Лиза снова захихикала и сделала неожиданное признание:
– А я не всех животных люблю. У маменьки живет злой и противный попугай Потап. Он только и знает, что целыми днями себя нахваливает: «Потап Потапович Потапов – молодец!» А еще любит задирать всем юбки и кусать за икры. Ужасно больно!
Екатерина Петровна за все время обеда не произнесла ни слова и по-прежнему сидела с каменным лицом. Во-первых, она с равной неприязнью относилась к Медоксу и к Белозерскому, а во-вторых, беседа велась исключительно по-русски, а это она считала плебейством. К тому же Екатерина Петровна далеко не все понимала.
– Дорогая графиня, – наконец обратился к ней по-французски Медокс, – я приготовил для вас небольшой подарок.
Старику было хорошо известно, что, кроме религии, у графини есть еще одно страстное увлечение – птицы, и в особенности попугаи. В гостиной дома на Лубянке висел небольшой портрет юной Екатерины Петровны, сделанный каким-то заезжим австрийцем. Довольно миловидная девушка в ярко-красной шали держала на кончике пальца вытянутой руки зеленого попугая. Картина не отличалась высокими художественными достоинствами, но живописец умело польстил модели, и потому ее выставляли напоказ как свидетельство того, что некогда хозяйка дома была почти хороша собой. Сама она, к слову, была к своей внешности абсолютно равнодушна, полагая, что христианке иное отношение и не подобает, и картину не любила. «Вот маменька в юности не избегала красного цвета, – заметила как-то, глядя на этот портрет, модница Натали, – а нас заставляет рядиться в черные и серые тряпки. Ее попугаям дозволено больше, чем нам, ее дочерям!» Граф, помня о давнем увлечении супруги птицами, каждый год дарил ей на именины какую-нибудь экзотическую пернатую редкость. В доме была целая комната в виде клетки. Там жили птицы со всех концов света, от банальных канареек до редкостных колибри. Однако подлинными любимцами графини были все-таки попугаи. Избалованные хозяйкой, они беспрепятственно летали и разгуливали по всему дому, издевались над прислугой и домочадцами, доводя их порой до бешенства.

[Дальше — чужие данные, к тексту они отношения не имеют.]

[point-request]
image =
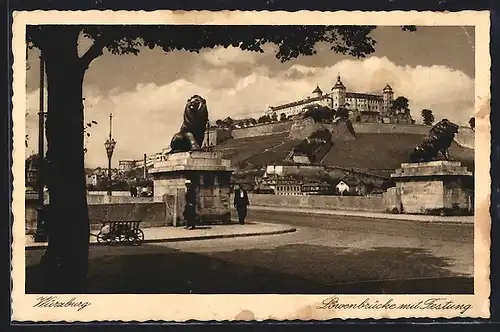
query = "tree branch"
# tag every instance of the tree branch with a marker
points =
(93, 52)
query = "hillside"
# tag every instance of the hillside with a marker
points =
(376, 153)
(382, 153)
(241, 149)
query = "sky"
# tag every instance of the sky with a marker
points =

– Вот, примите от всего сердца. – Медокс снял с подоконника небольшую клетку, накрытую зеленым бархатом, и передал ее Екатерине Петровне.

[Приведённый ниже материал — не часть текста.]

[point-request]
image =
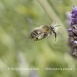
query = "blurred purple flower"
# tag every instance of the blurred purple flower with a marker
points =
(75, 42)
(69, 18)
(72, 17)
(74, 10)
(69, 30)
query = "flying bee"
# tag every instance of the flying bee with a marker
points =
(43, 31)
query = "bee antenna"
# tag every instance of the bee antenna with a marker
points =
(53, 24)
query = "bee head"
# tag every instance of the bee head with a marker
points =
(53, 26)
(45, 28)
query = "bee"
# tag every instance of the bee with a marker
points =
(43, 32)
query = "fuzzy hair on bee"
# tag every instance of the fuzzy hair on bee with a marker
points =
(43, 32)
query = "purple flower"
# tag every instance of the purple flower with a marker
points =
(72, 17)
(69, 18)
(75, 42)
(69, 30)
(74, 10)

Графиня приподняла покрывало и увидела парочку дремлющих неразлучников. Попугайчики сначала часто заморгали от света, а потом начали перебирать лапками на жердочке и низко кланяться, будто приветствуя новую хозяйку.
– До войны у меня жила парочка неразлучников, – никак не проявив радости, сообщила Екатерина Петровна, – но они не смогли перенести дороги. Я тогда многих птиц потеряла…

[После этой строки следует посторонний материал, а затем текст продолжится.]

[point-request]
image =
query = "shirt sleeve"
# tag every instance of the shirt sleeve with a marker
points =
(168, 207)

– Вот и восстановите потихоньку коллекцию, – произнес с заискивающей улыбкой Медокс.
Графиня, до этого не смотревшая ему в глаза и говорившая как бы сама с собой, наградила старика колючим взглядом и выдавила светскую улыбку:
– Не знала, что вы любите птиц.
– Ну как же, матушка, – обрадовался и такому знаку внимания старик, – люблю, как не любить? Вот хоть взять часы, изготовленные мною. На них всегда есть место для пташек небесных… – Он указал на часы с позолотой, стоявшие на комоде. Их корпус был выполнен в виде готического замка, на крыше которого располагалось гнездо с аистами.
– Кажется, я видела однажды у антиквария Лухманова, – снисходительно припомнила Екатерина Петровна, – ваши часы с орлицей и орлятами. Каждые полчаса из клюва орлицы падала жемчужина, прямо в раскрытый зев орленка.